NYU backs off plan to add tower to landmark

NYU is backing out of a controversial plan to add a 38-story tower to a landmarked complex of three high-rises after world-renown architect I.M. Pei signalled that he would flunk the university’s addition to his award-winning design.

University officials today said they would move the proposed tower to the site of a supermarket located nearby, but not within the “Silver Towers” complex designed by Pei that was granted landmark status by the city in 2008.

“From the beginning, we sought a design for the Silver Towers block that was most respectful of Mr. Pei’s vision. Some people disagreed with our proposed approach; others agreed,” said NYU vice president Lynne Brown.

“We believed that among those who agreed was Mr. Pei himself, who expressed no opposition to the concept of a tower on the landmarked site when we spoke with him directly in 2008,” said Brown. “Mr. Pei has now had a change of heart.”

Brown said Pei has told university officials that he prefers that NYU build its tower at the corner of Bleecker Street and LaGuardia Place, which is the site of a Morton Williams supermarket that NYU owns.

The block where Pei’s Silver Towers complex is on a super-block bounded by LaGuardia Place, Bleecker, West Houston and Mercer Streets.

While Pei has no authority over the project, his opinion would likely have carried enormous weight with the Landmarks Preservation Commission.

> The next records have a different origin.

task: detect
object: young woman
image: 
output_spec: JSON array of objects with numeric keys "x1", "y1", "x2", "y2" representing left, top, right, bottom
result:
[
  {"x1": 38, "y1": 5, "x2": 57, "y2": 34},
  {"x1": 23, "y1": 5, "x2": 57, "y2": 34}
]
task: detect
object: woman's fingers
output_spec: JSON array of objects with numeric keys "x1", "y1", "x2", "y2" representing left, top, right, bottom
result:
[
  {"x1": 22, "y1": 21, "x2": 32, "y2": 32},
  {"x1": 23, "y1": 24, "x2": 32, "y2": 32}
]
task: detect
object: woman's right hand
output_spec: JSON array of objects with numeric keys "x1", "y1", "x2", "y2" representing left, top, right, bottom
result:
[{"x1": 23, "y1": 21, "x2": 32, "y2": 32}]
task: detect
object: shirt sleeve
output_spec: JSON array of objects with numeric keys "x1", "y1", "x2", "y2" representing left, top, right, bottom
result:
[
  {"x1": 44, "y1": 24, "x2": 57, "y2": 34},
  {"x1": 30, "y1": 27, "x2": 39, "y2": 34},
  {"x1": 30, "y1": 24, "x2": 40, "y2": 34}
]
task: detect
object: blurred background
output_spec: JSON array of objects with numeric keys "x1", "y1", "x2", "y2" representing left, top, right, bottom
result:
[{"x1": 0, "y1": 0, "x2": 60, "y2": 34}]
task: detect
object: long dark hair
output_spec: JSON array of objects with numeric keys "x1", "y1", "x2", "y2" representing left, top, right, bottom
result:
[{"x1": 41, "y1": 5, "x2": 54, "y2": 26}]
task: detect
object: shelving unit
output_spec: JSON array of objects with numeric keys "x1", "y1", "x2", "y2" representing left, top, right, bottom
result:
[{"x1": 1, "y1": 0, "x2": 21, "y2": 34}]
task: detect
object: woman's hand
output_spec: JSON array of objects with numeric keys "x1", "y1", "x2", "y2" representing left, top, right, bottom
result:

Under the original plan, NYU had planned to raze the supermarket and build a public park to offset the addtion of a fourth tower on now open space in the landmarked complex.

NYU officials who are in the midst of a massive expansion plan, will include the new tower site in its land use application to the city for a series of new buildings around its Washington Square campus.

The application to the city is expected to be filed in the fall of 2011.

Opponents said yesterday that they will continue their fight against the tower — and much of the rest of NYU’s plan to add 2 million square feet of space in Greenwich Village, which they say would overload the historic neighborhood.

Andrew Berman, executive director of the Greenwich Village Society for Historic Preservation said NYU officials “still does not get it.”

“NYU should be looking to places like the Financial District to absorb its massive planned growth — where it would be contextual and welcomed by leaders of that community,” said Berman.